Over the objection of San Francisco's police union, county supervisors unanimously passed a resolution Tuesday to officially declare July 22 "Mario Woods Day," dedicated to the memory of the 26-year-old Bayview resident who was shot and killed by San Francisco police on Dec. 2, 2015, reports NBC Bay Area.

"Because of Mario Woods and the video associated with the case, we have entire communities throughout the city that do not trust the police department,” said Supervisor David Campos at a news conference ahead of the board meeting.

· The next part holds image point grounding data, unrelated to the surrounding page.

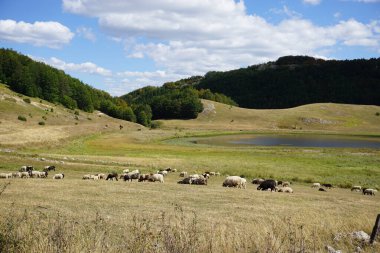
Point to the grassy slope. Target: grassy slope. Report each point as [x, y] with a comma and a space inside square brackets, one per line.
[250, 213]
[315, 117]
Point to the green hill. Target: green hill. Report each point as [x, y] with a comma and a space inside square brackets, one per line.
[299, 80]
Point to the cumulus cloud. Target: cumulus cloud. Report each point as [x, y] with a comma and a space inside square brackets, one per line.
[86, 67]
[48, 34]
[312, 2]
[86, 33]
[192, 37]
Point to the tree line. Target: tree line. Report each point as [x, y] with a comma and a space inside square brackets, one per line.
[297, 80]
[177, 100]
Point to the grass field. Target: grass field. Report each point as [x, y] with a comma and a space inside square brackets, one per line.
[73, 215]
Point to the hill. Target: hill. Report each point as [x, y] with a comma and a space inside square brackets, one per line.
[313, 117]
[298, 80]
[45, 123]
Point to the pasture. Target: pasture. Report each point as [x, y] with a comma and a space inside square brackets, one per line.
[75, 215]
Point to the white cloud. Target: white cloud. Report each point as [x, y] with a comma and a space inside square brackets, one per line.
[86, 33]
[86, 67]
[48, 34]
[187, 38]
[312, 2]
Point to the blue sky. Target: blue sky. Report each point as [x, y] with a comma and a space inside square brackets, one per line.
[121, 45]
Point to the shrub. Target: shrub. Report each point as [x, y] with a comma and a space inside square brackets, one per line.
[27, 100]
[155, 124]
[22, 118]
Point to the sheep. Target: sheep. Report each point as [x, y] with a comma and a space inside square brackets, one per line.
[183, 174]
[16, 174]
[162, 172]
[112, 176]
[59, 176]
[144, 177]
[234, 181]
[267, 184]
[156, 177]
[101, 176]
[257, 181]
[286, 189]
[25, 174]
[369, 192]
[356, 188]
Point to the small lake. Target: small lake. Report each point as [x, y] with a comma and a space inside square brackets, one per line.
[322, 141]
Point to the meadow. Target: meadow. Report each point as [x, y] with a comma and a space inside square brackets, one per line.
[75, 215]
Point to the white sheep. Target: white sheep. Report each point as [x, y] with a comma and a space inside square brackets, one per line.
[156, 177]
[356, 188]
[59, 176]
[286, 189]
[235, 181]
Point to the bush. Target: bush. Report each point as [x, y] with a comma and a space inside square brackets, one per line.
[27, 100]
[155, 124]
[22, 118]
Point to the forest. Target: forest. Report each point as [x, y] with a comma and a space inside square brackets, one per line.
[36, 79]
[297, 80]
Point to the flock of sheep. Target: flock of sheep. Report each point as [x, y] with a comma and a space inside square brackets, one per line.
[197, 179]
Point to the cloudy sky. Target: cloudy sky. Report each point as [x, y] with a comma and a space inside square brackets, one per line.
[122, 45]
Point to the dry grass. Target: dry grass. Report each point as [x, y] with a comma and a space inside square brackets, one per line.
[73, 215]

The move to memorialize Woods and the shooting has upset the San Francisco Police Officers Association. POA President Marty Halloran wrote a letter addressed to board on Monday. He pointed to three officers who died in the last dozen years in the line of duty who didn’t get dedicated days.

"It will be a hurtful day to their families if this city’s elected officials decide to recognize and honor an individual that preyed upon our most vulnerable citizens,” Halloran wrote.

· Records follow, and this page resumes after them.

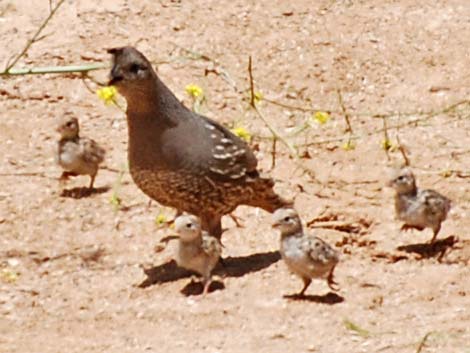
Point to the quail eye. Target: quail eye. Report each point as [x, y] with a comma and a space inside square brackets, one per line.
[135, 68]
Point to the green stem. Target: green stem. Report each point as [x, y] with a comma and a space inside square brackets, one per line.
[53, 69]
[34, 38]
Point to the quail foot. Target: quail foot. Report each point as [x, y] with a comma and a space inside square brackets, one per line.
[77, 155]
[417, 208]
[182, 159]
[197, 250]
[305, 255]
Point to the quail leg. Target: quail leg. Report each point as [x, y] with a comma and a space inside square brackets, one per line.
[331, 281]
[92, 181]
[307, 282]
[436, 231]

Halloran also said Woods was a threat the day of the shooting, who "inexplicably slashed an innocent stranger with a kitchen knife and refused to drop that knife when confronted by police."

Also on Tuesday’s agenda were two other resolutions connected to Woods. One, sponsored by Supervisor London Breed, urges a federal investigation into the Woods shooting. Another, led by Supervisor John Avalos, urges the San Francisco Police Department to review its use-of-force policies and to study de-escalation tactics.